Sejumlah lembaga antaragama yang tergabung dalam Interfaith Rainforest Initiative menggelar Lokakarya Dialog dan Peluncuran Prakarsa Lintas Agama untuk Hutan Tropis, di Auditorium Manggala Wanabakti, Jakarta, selama dua hari Kamis-Jumat (30-31/01).

Peserta lolakarya yang datang dari berbagai daerah di Indonesia

Lembaga-lembaga antaragama itu antara lain seperti Majelis Ulama Indonesia (MUI), Muhammadiyah, Nahdlatul Ulama (NU), Persatuan Gereja-Gereja Indonesia (PGI), Konferensi Waligereja Indonesia (KWI), dan Parisada Hindu Dharma Indonesia (PHDI), Majelis Tinggi Agama Konghucu Indonesia (Matakin), Pengurus Persatuan Umat Buddha Indonesia (Permabudhi), Aliansi Masyarakat Adat Nusantara (AMAN), dan beberapa lembaga lainnya.

Di sesi terakhir pada hari pertama yang mengupas Gambaran Umum Upaya dan Komitmen Agama Terhadap Perlindungan Hutan, Sekretaris Umum PGI Pdt. Jacklevyn Frits Manuputty menguraikan, terkait ekologi dan lingkungan, PGI telah sejak lama menaruh perhatian serius. Setidaknya ini tercermin dalam tugas, dan panggian gereja untuk memberitakan Injil kepada segala mahluk (Markus 16:15). Ini adalah warisan dari pemahaman Sidang Raya VII PGI di Pematang Siantar pada 1971.

“Lalu menjadi rumusan Pokok-pokok Tugas Panggilan Bersama, sebagai dokumen misiologi gereja-gereja , sampai saat ini. Rumusan itu menegaskan bahwa memberitakan Injil kepada seluruh mahluk mengandung tanggungjawb keutuhan seluruh ciptaan Tuhan yang sungguh sangat amat baik. Prinsip dasar ini lalu diurai dalam serangkaian tugas, panggilan dan tanggungjawab gereja-gereja di Indonesia dalam pelestarian lingkungan dan pengelolaan sumber daya alam,” jelasnya.
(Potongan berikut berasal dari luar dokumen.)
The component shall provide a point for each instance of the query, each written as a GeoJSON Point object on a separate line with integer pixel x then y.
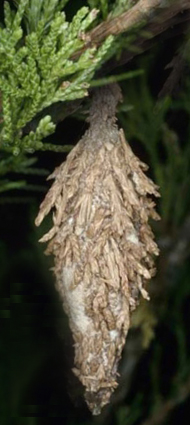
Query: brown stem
{"type": "Point", "coordinates": [144, 12]}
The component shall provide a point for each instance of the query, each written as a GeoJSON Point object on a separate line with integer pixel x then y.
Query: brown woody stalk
{"type": "Point", "coordinates": [102, 243]}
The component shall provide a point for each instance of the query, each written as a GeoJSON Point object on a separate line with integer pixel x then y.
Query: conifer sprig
{"type": "Point", "coordinates": [37, 68]}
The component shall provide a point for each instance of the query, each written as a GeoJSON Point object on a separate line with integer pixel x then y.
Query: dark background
{"type": "Point", "coordinates": [37, 385]}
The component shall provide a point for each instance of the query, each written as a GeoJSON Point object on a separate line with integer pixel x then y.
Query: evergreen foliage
{"type": "Point", "coordinates": [44, 63]}
{"type": "Point", "coordinates": [37, 68]}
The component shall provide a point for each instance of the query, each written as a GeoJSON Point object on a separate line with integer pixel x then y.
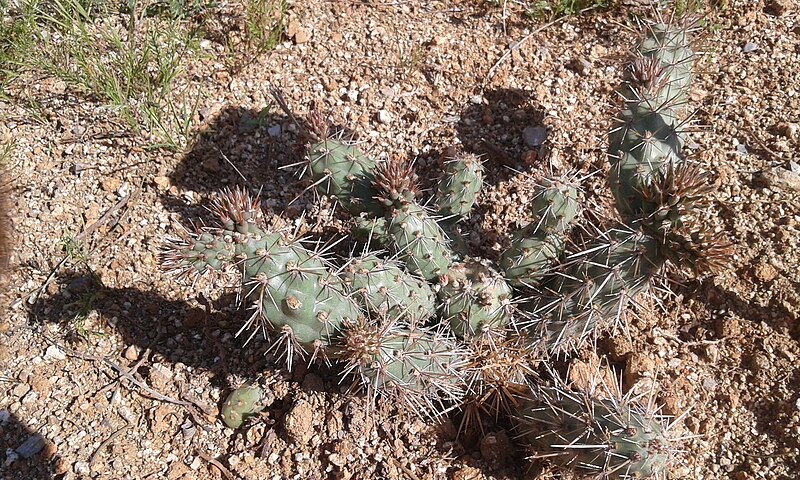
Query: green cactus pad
{"type": "Point", "coordinates": [383, 287]}
{"type": "Point", "coordinates": [414, 365]}
{"type": "Point", "coordinates": [648, 134]}
{"type": "Point", "coordinates": [606, 438]}
{"type": "Point", "coordinates": [474, 299]}
{"type": "Point", "coordinates": [593, 289]}
{"type": "Point", "coordinates": [240, 405]}
{"type": "Point", "coordinates": [340, 171]}
{"type": "Point", "coordinates": [537, 246]}
{"type": "Point", "coordinates": [419, 241]}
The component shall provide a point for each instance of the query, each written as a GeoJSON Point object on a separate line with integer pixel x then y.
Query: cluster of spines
{"type": "Point", "coordinates": [597, 431]}
{"type": "Point", "coordinates": [377, 315]}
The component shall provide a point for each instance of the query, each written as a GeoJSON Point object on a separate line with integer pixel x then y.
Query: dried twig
{"type": "Point", "coordinates": [518, 44]}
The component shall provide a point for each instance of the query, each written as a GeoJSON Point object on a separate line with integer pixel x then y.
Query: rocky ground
{"type": "Point", "coordinates": [111, 369]}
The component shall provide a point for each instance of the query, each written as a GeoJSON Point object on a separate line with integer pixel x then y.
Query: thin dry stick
{"type": "Point", "coordinates": [214, 462]}
{"type": "Point", "coordinates": [516, 45]}
{"type": "Point", "coordinates": [33, 296]}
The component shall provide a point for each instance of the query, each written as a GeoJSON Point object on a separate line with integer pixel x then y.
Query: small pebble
{"type": "Point", "coordinates": [534, 136]}
{"type": "Point", "coordinates": [33, 445]}
{"type": "Point", "coordinates": [20, 390]}
{"type": "Point", "coordinates": [384, 116]}
{"type": "Point", "coordinates": [131, 353]}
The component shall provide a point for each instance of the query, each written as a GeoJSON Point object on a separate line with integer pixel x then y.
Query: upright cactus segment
{"type": "Point", "coordinates": [535, 248]}
{"type": "Point", "coordinates": [340, 171]}
{"type": "Point", "coordinates": [648, 134]}
{"type": "Point", "coordinates": [292, 290]}
{"type": "Point", "coordinates": [604, 436]}
{"type": "Point", "coordinates": [418, 366]}
{"type": "Point", "coordinates": [388, 290]}
{"type": "Point", "coordinates": [474, 299]}
{"type": "Point", "coordinates": [459, 186]}
{"type": "Point", "coordinates": [415, 236]}
{"type": "Point", "coordinates": [593, 289]}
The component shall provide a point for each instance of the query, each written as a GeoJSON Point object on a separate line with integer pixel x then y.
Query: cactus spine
{"type": "Point", "coordinates": [475, 299]}
{"type": "Point", "coordinates": [292, 291]}
{"type": "Point", "coordinates": [388, 290]}
{"type": "Point", "coordinates": [459, 186]}
{"type": "Point", "coordinates": [596, 431]}
{"type": "Point", "coordinates": [648, 134]}
{"type": "Point", "coordinates": [419, 366]}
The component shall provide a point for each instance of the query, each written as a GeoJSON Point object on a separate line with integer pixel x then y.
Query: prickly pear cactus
{"type": "Point", "coordinates": [421, 367]}
{"type": "Point", "coordinates": [594, 288]}
{"type": "Point", "coordinates": [292, 291]}
{"type": "Point", "coordinates": [464, 346]}
{"type": "Point", "coordinates": [612, 438]}
{"type": "Point", "coordinates": [385, 288]}
{"type": "Point", "coordinates": [459, 186]}
{"type": "Point", "coordinates": [241, 404]}
{"type": "Point", "coordinates": [648, 134]}
{"type": "Point", "coordinates": [537, 247]}
{"type": "Point", "coordinates": [419, 241]}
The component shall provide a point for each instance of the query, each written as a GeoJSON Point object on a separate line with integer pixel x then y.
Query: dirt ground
{"type": "Point", "coordinates": [138, 397]}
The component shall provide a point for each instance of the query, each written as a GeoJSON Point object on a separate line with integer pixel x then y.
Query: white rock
{"type": "Point", "coordinates": [384, 116]}
{"type": "Point", "coordinates": [53, 352]}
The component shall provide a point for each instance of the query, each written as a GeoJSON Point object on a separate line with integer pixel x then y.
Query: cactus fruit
{"type": "Point", "coordinates": [498, 375]}
{"type": "Point", "coordinates": [421, 367]}
{"type": "Point", "coordinates": [459, 186]}
{"type": "Point", "coordinates": [240, 405]}
{"type": "Point", "coordinates": [385, 288]}
{"type": "Point", "coordinates": [475, 299]}
{"type": "Point", "coordinates": [600, 433]}
{"type": "Point", "coordinates": [535, 248]}
{"type": "Point", "coordinates": [648, 134]}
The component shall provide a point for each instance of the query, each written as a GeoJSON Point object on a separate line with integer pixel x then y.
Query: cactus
{"type": "Point", "coordinates": [593, 289]}
{"type": "Point", "coordinates": [648, 134]}
{"type": "Point", "coordinates": [535, 248]}
{"type": "Point", "coordinates": [475, 299]}
{"type": "Point", "coordinates": [340, 171]}
{"type": "Point", "coordinates": [596, 431]}
{"type": "Point", "coordinates": [459, 186]}
{"type": "Point", "coordinates": [293, 292]}
{"type": "Point", "coordinates": [421, 367]}
{"type": "Point", "coordinates": [375, 314]}
{"type": "Point", "coordinates": [385, 288]}
{"type": "Point", "coordinates": [241, 404]}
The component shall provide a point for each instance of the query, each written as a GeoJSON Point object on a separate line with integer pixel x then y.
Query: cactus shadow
{"type": "Point", "coordinates": [198, 332]}
{"type": "Point", "coordinates": [23, 452]}
{"type": "Point", "coordinates": [494, 129]}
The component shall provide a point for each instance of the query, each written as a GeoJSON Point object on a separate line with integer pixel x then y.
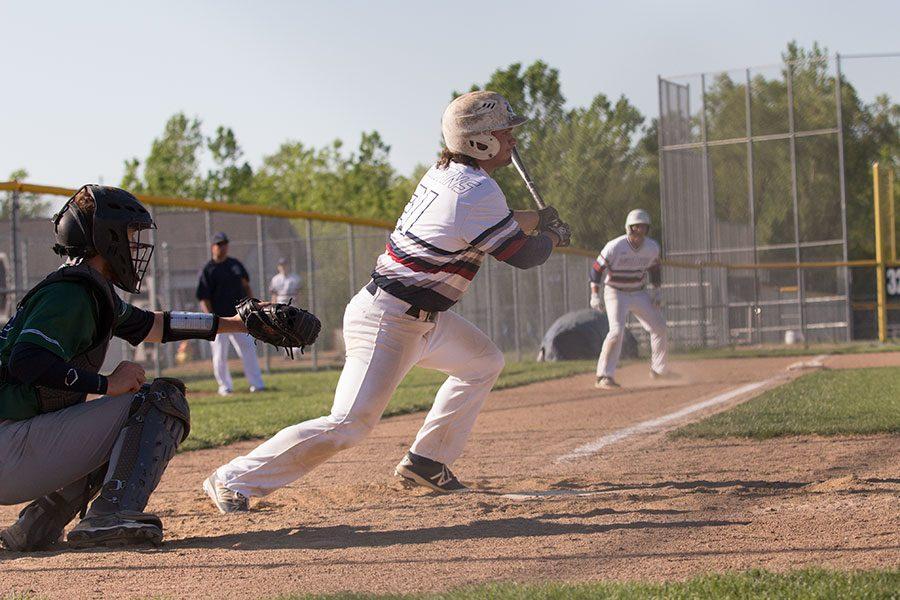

Dari paparannya, menurut Sekretaris Umum PGI ada 3 point yang menjadi perhatian. Pertama,  Gereja tidak dapat tinggal diam menyaksikan prose eksploitas dan perusakan sumber daya alam yang dewasa ini sudah mencapai tahan yang sangat mengkhawatirkan, dan dapat mengakibatkan kiamat ekologis bagi segala mahluk. Kedua, gereja-gereja melihat bahwa sumber daya alam termasuk sumber daya kelautan, yang sangat penting bagi Indonesia, sebagai Negara maritime seharusnya dimanfaatkan bagi kesejahteraan seluruh umat manusia. Dengan mempertimbangakan sungguh-sungguh setiap upaya untuk melestarikan dan memelihara lingkungan hidup, kesadaran ekologis ini seharusnya mewarnai seluruh kehidupan kita baik sebagai pribadi maupun sebagai bangsa.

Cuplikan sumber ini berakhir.